El golpe de Estado, después de leído el manifiesto, era suceso irrevocable, a menos de domeñarlo por la fuerza. ¿Cuál podía ser la actitud del Ejército? Cerca del Gobierno, compartiendo la inquietante emoción de aquella hora, se encontraba el general Matallana. De su cuenta era la respuesta. No dejó de darla. Fue uno más a utilizar el teléfono y a dialogar con Casado. Sus reconvenciones al sublevado no podían ser más convencionales y formularias. Blanca la voz, agitado el pulso, balbuceaba reproches y encajaba respuestas. Casado, fuera ya de la comedia de la subordinación, debía complacerse en forzar a su colega a desempeñar su papel con maestría. Pero Matallana, mejor militar, era peor comediante. Su nerviosismo le denunciaba a los observadores. Buscaba conseguir del Presidente autorización necesaria para abandonar la posición Yuste. Argumentaba, ante unos y otros ministros, con los servicios que podía prestar entre las tropas. De madrugada, Negrín le concedió el anhelado permiso y risueño, con la satisfacción de quien escapa a un peligro cierto y mortal, entró a despedirse de los ministros. Algunos le abrazaron y, con una fórmula apta para militares y toreros, le desearon buena suerte. La oscuridad de esa noche, pesada y trágica, borra la traza débilmente histórica de este general, cuyo apellido había figurado con reiteración en los expedientes más confidenciales del SIM Casado le ha puesto al margen de la Junta Nacional de Defensa y cuando esta lo elige como negociador de paz, el Generalísimo lo rechaza con un ademán displicente… Ya Matallana en la carretera, corriendo hacia su destino mediocre, el Gobierno piensa en el suyo. ¿Qué puede hacer? ¿Qué puede intentar? Trata, sirviéndose del teléfono, de conocer si le queda alguna posibilidad de reaccionar con éxito contra el golpe de Estado. El círculo telefónico se va cerrando para Negrín, hasta completar un aislamiento casi absoluto. «No tenía más comunicación —había de referir Negrín— que con el Ejército de Levante, que dijo que si se hacía algo contra el Ejército del Centro, desguarnecía los frentes y los entregaba a los facciosos. Se dieron instrucciones a la aviación para bombardear el puesto de mando de Casado. Pero al día siguiente nos encontramos con que en las provincias de Alicante, Albacete, Murcia y Valencia, todas las fuerzas con que el Gobierno contaba eran ochenta guerrilleros que constituían la guardia de los ministros y del Presidente».

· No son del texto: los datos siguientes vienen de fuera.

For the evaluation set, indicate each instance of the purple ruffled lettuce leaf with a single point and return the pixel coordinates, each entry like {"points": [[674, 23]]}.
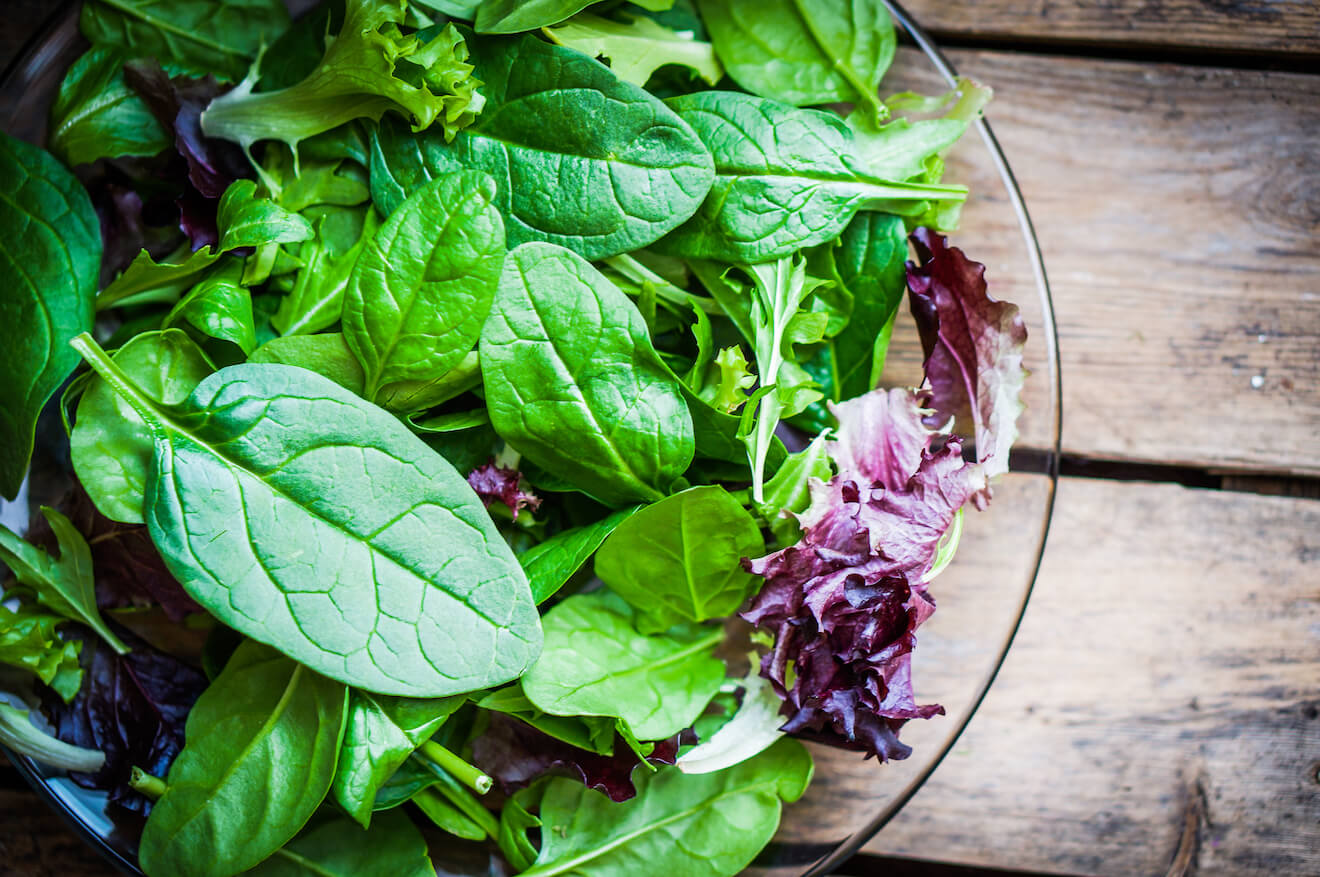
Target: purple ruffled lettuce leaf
{"points": [[973, 348]]}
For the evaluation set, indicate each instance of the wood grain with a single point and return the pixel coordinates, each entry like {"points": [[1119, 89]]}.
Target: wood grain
{"points": [[1168, 665], [1178, 210], [1283, 27]]}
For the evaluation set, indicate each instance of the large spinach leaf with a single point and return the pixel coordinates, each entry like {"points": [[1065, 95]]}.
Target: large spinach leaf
{"points": [[805, 53], [49, 259], [97, 115], [595, 663], [692, 824], [306, 518], [679, 559], [110, 444], [786, 178], [421, 289], [565, 353], [259, 753], [380, 735], [392, 847], [581, 157], [197, 37]]}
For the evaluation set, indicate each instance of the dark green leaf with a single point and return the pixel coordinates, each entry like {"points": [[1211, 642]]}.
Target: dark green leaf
{"points": [[49, 259], [581, 157], [267, 724], [304, 517], [680, 559], [565, 353]]}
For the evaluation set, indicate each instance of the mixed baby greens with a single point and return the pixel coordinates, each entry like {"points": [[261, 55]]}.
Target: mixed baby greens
{"points": [[462, 379]]}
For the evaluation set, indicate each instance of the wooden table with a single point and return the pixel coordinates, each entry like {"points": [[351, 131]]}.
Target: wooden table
{"points": [[1159, 712]]}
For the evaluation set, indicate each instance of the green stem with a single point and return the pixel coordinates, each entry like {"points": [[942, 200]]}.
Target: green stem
{"points": [[457, 768], [145, 783]]}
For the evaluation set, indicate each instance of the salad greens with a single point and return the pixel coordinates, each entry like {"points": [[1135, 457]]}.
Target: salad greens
{"points": [[496, 404]]}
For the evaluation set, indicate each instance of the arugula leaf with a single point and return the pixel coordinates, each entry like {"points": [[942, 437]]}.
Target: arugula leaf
{"points": [[364, 73], [339, 848], [679, 559], [97, 115], [692, 824], [786, 178], [110, 444], [423, 287], [636, 48], [197, 37], [401, 584], [549, 564], [805, 53], [28, 641], [265, 723], [19, 735], [565, 353], [581, 157], [595, 663], [49, 259], [64, 584], [380, 733]]}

Sin redes telefónicas para comunicarse con las unidades leales, detenidos los emisarios que el Gobierno despachaba, tomados los controles de las carreteras, mediaba la mañana del domingo. Negrín y los ministros abandonaron la posición Yuste y a las tres de la tarde, despegando de un aeródromo de fortuna, conducidos por un piloto de la LAPE, volaban hacia Francia… Las ultimas palabras de Negrín a los representantes de las organizaciones políticas, tal y como él las reprodujo en París, fueron las siguientes: «Es preciso que ustedes hagan saber a todo el mundo que hay que seguir como si el Gobierno continuase aquí».